Tou·te·s capables ! … Vraiment ?

Lorsqu’on commence à s’intéresser à l’analphabétisme, il y a souvent un réel étonnement à découvrir que des personnes, à l’âge adulte, sont en grande difficulté de lecture, d’écriture… Si en outre elles ont vécu la scolarité obligatoire, l’hypothèse d’une déficience cognitive vient rapidement à l’esprit, renvoyant les causes du côté du déficit individuel, congénital, (quasi) irréductible.

Nous n’allons pas dans ce numéro du Journal de l’alpha développer un nouvel épisode du débat sur ce qui est inné ou acquis, sur ce qui est inscrit dans nos gènes ou ce qui nous vient de nos environnements, de nos cultures…

Au travers de deux contributions – l’une sur la plasticité du cerveau et l’autre sur une approche critique du quotient intellectuel –, Sylvie-Anne Goffinet démonte l’idée d’une prévisibilité qui assignerait un individu à ne jamais acquérir les langages fondamentaux et les savoirs de base.

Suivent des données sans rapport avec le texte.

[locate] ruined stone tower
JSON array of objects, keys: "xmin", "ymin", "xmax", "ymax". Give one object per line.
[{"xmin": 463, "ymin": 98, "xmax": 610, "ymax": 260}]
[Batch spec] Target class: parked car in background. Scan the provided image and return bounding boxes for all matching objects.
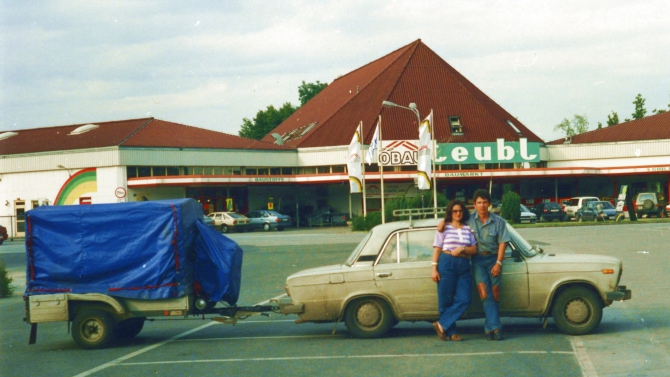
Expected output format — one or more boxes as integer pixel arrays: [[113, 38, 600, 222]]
[[530, 202, 565, 222], [565, 196, 600, 220], [575, 201, 617, 223], [635, 192, 667, 217], [274, 214, 631, 338], [519, 204, 537, 224], [245, 209, 292, 231], [207, 212, 250, 233], [0, 225, 7, 245]]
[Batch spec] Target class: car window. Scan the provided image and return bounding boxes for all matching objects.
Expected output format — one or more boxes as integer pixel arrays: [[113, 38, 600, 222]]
[[379, 229, 435, 264]]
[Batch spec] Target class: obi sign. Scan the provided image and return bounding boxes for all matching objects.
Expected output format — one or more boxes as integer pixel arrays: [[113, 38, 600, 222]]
[[435, 138, 540, 164], [379, 138, 540, 166]]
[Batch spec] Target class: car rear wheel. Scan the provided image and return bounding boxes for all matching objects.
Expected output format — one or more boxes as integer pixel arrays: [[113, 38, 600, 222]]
[[552, 287, 603, 335], [72, 309, 114, 349], [344, 297, 393, 339]]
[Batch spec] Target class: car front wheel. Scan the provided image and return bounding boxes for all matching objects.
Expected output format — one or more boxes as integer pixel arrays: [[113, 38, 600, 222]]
[[344, 297, 394, 339], [552, 287, 603, 335]]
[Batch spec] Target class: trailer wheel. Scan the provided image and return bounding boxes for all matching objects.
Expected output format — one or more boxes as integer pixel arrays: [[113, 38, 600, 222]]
[[552, 287, 603, 335], [344, 297, 393, 339], [114, 317, 146, 339], [72, 309, 114, 349]]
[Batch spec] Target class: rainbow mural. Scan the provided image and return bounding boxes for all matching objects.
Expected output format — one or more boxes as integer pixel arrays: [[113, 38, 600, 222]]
[[54, 168, 98, 206]]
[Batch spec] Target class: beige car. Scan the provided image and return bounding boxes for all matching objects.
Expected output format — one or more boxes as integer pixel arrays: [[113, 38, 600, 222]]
[[277, 219, 631, 338], [207, 212, 251, 233]]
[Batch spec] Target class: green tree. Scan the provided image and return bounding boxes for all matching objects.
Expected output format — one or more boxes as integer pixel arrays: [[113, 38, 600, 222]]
[[632, 93, 647, 119], [298, 80, 328, 106], [607, 111, 619, 127], [238, 102, 297, 140], [554, 114, 589, 138]]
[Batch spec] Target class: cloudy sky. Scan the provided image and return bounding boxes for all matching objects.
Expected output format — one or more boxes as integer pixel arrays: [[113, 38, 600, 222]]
[[0, 0, 670, 141]]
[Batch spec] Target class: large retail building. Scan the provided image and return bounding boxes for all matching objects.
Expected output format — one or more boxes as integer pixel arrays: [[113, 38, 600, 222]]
[[0, 40, 670, 236]]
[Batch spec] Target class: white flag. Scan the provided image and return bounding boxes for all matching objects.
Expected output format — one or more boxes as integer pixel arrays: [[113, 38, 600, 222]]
[[365, 123, 379, 165], [417, 111, 433, 190], [347, 130, 363, 194]]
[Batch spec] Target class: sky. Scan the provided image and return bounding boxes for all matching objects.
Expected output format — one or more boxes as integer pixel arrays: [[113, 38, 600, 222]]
[[0, 0, 670, 142]]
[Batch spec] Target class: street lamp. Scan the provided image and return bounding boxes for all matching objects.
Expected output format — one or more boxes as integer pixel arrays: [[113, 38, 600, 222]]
[[382, 101, 437, 218], [56, 165, 72, 177]]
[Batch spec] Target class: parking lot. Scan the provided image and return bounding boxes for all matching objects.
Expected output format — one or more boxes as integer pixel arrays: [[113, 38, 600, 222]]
[[0, 221, 670, 376]]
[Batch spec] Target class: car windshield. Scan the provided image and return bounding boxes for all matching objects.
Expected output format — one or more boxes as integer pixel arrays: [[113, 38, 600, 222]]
[[344, 232, 372, 266], [507, 224, 540, 257]]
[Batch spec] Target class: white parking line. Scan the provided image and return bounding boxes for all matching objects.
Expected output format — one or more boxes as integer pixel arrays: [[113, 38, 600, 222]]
[[117, 351, 574, 366]]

Le « Tou·te·s capables » auquel nous nous intéressons en alphabétisation est celui d’un pari pédagogique qui porte la conviction que tous et toutes nous pouvons nous embarquer dans les apprentissages, à différents moments de notre vie, quel que soit notre potentiel intellectuel.

Maria-Alice Médioni utilise le terme de « postulat », un principe qui, bien que non évident et non démontré, permet de fonder l’action et de l’ancrer dans les pratiques du quotidien. Ce sont ces pratiques qui donnent vie et démontrent la justesse et la puissance de cette idée saugrenue que nous pourrions tous et toutes être égaux·ales… et que nous pourrions vivre, dans un collectif d’apprentissage ou de projet, des expériences qui nous transforment, nous enrichissent et agissent sur notre environnement.

À la croisée des courants de l’Éducation nouvelle1, de l’éducation populaire et de l’Éducation permanente2, Lire et Écrire formule son postulat de la manière suivante : « L’alphabétisation est un processus collectif qui repose sur la reconnaissance inconditionnelle des capacités de chaque personne à :

  • nommer ce qu’elle vit, à l’analyser et à agir pour le transformer – un lecteur débutant n’est pas un penseur débutant ;
  • acquérir des savoirs multiples et s’approprier les langages fondamentaux : l’oral, l’écrit et les mathématiques – tou·te·s capables d’apprentissages. »3

Pour dire et écrire nos convictions, nos fondamentaux nous utilisons des « grands mots » : égalité, émancipation, transformation,… Plusieurs contributions à ce Journal de l’alpha témoignent à quel point ceux-ci peuvent être de véritables leviers, pourvu que l’on puisse porter son regard sur les dispositifs concrets et toute son écoute sur ce que les acteur·rice·s qui s’y sont engagé·e·s en disent. Ces contributions montrent aussi en filigrane les outils, les méthodes, les dispositifs, les postures adoptées par les formateur·rice·s-animateur·rice·s, les actions et projets. Un Journal de l’alpha4 et de nombreux articles publiés dans différents numéros explorent plus avant les questions de méthodes.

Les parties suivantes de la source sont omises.